プリシッチ覚醒に一役買った意外な男 “南野の恩師”が送った指揮官への助言

今季からチェルシーで10番を背負うこととなったプリシッチ photo/Getty Images

昨季開幕前の会話を明かす

今ではすっかりチェルシーの顔となったヤングスターも、加入当初はフランク・ランパード監督からその能力に関して疑いの目を向けられていたようだ。今季からブルーズの背番号10を受け継いだアメリカ代表FWクリスティアン・プリシッチと指揮官のとあるエピソードを、少し意外な人物が明かしている。

2019年夏にドルトムントからチェルシーへと合流を果たしたプリシッチ。同じ時期にベルギー代表FWエデン・アザールがレアル・マドリードへ移籍したこともあり、彼に対してはポジションやプレイスタイルの関係からも“NEXTアザール”との期待が大きかった。

とはいえ、まさか本当にその呼び名に値するパフォーマンスを披露するとは……。昨季のプリシッチはスタートこそ少し出遅れたものの、時間を減るにつれてチームへフィット。最終的には公式戦34試合に出場し、11ゴール10アシストという見事な成績を収めてみせた。今季はアザールが背負ったNo.10も継承し、名実ともに“チェルシー”の顔としての地位を確立している。

ザルツブルクのマーシュ監督 photo/Getty Images

しかし、ランパード監督はプリシッチがチームに合流した当初、その能力をいまいち信用しきれていなかったか。2019年の夏にプレシーズンマッチでチェルシーと対戦したザルツブルクのジェシー・マーシュ監督は、当時この指揮官と交わした会話内容を『Extratime Radio』へ次のように語っている。
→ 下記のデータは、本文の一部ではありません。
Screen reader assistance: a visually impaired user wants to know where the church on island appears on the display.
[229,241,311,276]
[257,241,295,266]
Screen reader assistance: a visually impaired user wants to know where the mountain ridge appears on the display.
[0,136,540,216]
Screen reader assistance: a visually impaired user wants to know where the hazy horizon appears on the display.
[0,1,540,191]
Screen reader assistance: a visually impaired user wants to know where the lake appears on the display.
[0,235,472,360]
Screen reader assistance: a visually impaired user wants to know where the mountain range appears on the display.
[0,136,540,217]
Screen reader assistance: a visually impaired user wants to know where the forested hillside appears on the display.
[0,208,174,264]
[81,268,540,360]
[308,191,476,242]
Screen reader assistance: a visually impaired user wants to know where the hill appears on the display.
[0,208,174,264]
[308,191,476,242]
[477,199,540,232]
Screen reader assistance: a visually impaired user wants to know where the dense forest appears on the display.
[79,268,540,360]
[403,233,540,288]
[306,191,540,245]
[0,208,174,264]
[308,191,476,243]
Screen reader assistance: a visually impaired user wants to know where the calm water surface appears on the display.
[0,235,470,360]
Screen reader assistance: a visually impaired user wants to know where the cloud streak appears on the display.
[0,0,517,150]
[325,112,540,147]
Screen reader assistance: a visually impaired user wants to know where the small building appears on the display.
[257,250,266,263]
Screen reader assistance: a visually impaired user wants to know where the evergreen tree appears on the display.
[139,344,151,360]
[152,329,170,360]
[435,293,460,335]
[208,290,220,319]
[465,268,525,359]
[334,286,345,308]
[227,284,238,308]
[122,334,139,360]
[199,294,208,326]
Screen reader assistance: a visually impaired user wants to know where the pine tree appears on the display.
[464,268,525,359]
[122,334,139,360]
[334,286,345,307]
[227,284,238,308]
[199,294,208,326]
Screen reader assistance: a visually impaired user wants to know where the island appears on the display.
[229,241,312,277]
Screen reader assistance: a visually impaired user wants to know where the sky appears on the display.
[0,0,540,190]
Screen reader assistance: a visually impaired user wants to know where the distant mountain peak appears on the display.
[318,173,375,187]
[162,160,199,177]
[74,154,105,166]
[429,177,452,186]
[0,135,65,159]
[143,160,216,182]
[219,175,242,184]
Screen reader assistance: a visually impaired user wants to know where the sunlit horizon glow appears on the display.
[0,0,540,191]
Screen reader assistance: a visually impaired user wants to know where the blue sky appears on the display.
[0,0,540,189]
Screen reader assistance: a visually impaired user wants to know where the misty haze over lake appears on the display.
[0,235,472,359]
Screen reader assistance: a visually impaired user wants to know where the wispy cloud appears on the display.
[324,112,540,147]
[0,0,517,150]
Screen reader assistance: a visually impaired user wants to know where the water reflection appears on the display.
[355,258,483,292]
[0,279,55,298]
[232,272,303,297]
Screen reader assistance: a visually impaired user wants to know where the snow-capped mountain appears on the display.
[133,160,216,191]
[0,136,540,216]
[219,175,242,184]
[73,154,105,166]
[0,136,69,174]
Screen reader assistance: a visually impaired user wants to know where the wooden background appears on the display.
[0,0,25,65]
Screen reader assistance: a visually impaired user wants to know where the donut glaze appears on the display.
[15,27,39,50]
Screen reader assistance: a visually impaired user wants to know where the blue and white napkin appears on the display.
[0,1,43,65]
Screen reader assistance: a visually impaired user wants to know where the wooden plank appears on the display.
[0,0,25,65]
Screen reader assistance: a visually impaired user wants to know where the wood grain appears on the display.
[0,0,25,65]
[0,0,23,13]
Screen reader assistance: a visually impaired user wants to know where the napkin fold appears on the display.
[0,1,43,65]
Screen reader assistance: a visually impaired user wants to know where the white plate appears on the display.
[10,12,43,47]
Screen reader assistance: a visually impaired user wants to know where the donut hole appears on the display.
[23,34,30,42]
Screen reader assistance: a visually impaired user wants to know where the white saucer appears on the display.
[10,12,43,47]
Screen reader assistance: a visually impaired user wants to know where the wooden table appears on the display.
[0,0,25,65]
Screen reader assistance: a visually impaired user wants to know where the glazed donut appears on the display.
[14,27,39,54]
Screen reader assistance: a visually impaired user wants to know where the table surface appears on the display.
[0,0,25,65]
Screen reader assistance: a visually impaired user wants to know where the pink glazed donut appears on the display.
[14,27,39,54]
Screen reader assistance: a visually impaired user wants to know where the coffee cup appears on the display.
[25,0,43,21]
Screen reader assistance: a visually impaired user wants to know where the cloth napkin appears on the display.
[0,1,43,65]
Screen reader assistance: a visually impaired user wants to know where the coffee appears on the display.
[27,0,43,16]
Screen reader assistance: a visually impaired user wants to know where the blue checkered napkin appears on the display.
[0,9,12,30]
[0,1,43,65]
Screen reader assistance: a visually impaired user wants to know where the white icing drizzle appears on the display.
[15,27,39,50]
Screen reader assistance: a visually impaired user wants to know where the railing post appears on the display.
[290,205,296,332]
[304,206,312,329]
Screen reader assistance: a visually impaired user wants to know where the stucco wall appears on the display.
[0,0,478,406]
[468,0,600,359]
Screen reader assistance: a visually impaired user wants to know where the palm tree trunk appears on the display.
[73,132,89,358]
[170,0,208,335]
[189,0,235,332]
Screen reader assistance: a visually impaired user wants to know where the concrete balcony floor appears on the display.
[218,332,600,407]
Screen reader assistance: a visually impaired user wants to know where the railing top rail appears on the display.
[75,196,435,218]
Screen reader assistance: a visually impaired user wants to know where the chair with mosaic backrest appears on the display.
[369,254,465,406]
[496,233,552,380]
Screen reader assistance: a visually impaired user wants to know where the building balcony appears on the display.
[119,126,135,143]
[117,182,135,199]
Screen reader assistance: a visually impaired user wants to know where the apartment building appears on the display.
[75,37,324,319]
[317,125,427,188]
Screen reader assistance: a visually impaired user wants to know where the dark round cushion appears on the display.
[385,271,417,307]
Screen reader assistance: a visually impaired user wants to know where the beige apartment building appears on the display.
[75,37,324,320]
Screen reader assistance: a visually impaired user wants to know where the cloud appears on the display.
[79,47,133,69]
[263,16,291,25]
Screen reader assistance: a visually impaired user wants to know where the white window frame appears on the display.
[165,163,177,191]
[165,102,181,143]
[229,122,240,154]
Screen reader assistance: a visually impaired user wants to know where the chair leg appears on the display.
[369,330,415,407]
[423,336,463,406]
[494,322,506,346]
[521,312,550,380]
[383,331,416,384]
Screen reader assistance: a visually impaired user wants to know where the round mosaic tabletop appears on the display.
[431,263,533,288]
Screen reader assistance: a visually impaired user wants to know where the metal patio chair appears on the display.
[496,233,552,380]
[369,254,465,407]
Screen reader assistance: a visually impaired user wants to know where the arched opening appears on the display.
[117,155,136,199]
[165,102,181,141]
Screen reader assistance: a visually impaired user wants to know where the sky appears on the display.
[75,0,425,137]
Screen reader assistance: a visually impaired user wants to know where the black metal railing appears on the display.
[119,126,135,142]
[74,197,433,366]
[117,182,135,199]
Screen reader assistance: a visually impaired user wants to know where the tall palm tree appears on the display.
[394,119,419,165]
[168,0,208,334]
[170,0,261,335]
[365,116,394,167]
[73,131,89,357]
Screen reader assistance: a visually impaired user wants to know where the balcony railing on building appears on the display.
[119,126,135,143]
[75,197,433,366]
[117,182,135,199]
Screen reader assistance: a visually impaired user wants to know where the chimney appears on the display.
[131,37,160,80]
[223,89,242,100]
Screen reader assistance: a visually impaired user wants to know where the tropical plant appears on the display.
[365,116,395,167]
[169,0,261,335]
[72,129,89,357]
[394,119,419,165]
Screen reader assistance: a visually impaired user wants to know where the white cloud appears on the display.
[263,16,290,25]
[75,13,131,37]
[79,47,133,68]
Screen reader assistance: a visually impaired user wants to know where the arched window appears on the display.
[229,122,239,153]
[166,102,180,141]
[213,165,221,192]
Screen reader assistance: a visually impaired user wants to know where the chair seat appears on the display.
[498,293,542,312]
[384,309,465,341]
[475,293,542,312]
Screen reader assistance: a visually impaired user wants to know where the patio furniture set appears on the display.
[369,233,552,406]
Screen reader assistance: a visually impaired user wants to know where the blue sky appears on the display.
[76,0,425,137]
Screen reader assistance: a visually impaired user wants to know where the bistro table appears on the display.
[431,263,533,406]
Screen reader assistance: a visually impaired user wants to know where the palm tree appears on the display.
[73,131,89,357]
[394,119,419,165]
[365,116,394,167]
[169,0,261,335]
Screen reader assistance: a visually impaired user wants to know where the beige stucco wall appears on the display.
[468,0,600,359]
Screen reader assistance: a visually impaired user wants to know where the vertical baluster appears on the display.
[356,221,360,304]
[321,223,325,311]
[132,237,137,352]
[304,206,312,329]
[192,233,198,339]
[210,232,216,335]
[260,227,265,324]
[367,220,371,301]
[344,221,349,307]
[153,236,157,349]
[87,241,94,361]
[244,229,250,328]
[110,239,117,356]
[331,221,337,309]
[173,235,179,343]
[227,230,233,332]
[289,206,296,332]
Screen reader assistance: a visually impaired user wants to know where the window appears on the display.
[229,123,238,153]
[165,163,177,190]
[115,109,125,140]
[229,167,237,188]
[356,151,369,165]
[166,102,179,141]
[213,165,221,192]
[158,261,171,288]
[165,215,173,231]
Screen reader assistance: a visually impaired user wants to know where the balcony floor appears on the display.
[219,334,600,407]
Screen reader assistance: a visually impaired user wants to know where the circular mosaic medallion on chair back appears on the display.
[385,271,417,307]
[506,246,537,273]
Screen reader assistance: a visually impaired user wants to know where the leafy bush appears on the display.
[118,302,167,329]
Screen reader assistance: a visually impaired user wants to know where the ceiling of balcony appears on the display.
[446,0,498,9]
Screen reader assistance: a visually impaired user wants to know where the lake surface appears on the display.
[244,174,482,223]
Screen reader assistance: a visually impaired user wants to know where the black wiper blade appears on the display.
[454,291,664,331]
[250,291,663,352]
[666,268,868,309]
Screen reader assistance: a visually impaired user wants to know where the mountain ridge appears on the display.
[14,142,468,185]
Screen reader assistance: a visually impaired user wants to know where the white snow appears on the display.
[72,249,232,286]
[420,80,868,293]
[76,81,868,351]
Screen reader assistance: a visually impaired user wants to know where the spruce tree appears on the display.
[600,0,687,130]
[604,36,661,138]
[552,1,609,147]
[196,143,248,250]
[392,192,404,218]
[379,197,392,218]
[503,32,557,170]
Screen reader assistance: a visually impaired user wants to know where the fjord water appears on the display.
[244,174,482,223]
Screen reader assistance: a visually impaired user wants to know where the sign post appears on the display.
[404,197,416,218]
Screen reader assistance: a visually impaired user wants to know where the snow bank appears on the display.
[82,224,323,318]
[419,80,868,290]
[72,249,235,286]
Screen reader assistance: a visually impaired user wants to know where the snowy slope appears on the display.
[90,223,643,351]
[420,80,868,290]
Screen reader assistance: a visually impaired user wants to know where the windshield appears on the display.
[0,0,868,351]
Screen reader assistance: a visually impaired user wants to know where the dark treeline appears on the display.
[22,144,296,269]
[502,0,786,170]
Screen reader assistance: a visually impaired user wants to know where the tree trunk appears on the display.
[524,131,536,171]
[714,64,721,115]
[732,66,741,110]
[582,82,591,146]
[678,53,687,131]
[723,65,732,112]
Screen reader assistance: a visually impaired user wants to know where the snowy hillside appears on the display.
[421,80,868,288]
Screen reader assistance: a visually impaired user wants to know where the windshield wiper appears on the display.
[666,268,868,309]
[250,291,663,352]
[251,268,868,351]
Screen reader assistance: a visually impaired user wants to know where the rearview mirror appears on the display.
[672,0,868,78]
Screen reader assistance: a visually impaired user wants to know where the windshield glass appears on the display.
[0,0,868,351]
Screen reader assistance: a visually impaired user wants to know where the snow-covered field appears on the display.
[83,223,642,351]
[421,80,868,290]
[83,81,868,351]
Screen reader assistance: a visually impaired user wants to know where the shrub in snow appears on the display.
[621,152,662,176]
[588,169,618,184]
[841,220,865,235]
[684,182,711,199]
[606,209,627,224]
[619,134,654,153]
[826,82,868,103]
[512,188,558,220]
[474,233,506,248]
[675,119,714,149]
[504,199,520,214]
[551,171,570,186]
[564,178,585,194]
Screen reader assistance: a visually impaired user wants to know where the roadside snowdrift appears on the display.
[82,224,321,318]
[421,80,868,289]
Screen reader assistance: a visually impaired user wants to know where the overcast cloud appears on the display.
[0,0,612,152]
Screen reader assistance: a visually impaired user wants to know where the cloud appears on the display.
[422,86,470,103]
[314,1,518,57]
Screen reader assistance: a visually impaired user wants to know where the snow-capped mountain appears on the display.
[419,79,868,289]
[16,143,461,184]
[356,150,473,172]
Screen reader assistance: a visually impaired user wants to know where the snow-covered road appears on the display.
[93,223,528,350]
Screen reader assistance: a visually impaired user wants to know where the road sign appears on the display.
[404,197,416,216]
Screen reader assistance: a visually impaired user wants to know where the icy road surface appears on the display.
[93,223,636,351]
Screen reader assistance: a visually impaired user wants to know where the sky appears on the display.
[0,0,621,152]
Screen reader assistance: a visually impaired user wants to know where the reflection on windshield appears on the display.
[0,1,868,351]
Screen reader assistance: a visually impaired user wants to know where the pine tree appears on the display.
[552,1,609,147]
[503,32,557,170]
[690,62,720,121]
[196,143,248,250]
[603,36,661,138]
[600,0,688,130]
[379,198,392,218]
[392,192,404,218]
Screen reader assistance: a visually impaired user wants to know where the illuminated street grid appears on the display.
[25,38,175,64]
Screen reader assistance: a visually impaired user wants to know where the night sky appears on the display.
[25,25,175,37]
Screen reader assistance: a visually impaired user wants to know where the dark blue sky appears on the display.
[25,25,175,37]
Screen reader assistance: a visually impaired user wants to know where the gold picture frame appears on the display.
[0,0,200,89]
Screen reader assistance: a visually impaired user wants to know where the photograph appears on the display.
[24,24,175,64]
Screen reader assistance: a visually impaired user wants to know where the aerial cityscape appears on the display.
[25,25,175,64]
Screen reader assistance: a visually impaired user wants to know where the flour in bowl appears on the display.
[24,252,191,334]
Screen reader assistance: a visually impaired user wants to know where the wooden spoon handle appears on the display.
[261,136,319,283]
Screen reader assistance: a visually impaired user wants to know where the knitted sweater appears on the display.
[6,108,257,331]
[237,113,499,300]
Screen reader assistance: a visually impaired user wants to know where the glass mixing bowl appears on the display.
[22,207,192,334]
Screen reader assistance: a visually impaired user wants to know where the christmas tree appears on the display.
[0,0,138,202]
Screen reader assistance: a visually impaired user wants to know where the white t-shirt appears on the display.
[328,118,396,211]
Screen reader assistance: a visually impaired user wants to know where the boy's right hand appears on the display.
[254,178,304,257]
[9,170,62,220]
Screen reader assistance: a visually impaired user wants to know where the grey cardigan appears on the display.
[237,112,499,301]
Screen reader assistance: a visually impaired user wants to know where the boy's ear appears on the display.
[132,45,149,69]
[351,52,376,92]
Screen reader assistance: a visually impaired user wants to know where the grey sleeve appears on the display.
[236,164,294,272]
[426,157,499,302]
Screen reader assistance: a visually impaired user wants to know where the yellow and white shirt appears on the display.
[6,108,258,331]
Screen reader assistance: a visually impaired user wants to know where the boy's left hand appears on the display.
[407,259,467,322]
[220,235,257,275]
「1年前のプレシーズンでランパードと話をした際、彼はプリシッチがどれだけやれるか心配していたよ。欧州において、アメリカ人選手はやる気と走力には優れているものの、技術的には今一つ足りないという印象が強い。戦術的な理解度もそこまで高くないというのが一般論だ。ランパードが心配していたのも無理はないね。しかし、私はそこで彼に『プリシッチはドルトムントでプレイしていたんだ。戦術理解度もテクニックも、彼ならば問題ないはずだ』と助言したんだ。その甲斐もあって、ランパードはプリシッチを信頼するようになったんだと思うよ」

欧州におけるアメリカ人選手の評価は、どうやら日本人選手に近しいものがあったようだ。しかし、プリシッチはそんな既成概念の枠組みに収まらない選手だとランパード監督へアドバイスを送ったというマーシュ氏。“NEXTアザール”の活躍には、どうやらこの人物も一枚噛んでいたようだ。さすがは優秀な若手を数多く抱えるザルツブルクの指揮官と言ったところか。南野拓実、アーリング・ハーランド、ファン・ヒチャンの強力3トップを結成し、機能させただけのことはある。プリシッチの覚醒に一役買った意外な人物。自身の迷いを取り払う言葉をくれたマーシュ氏に、ランパード監督は足を向けて寝られないかもしれない。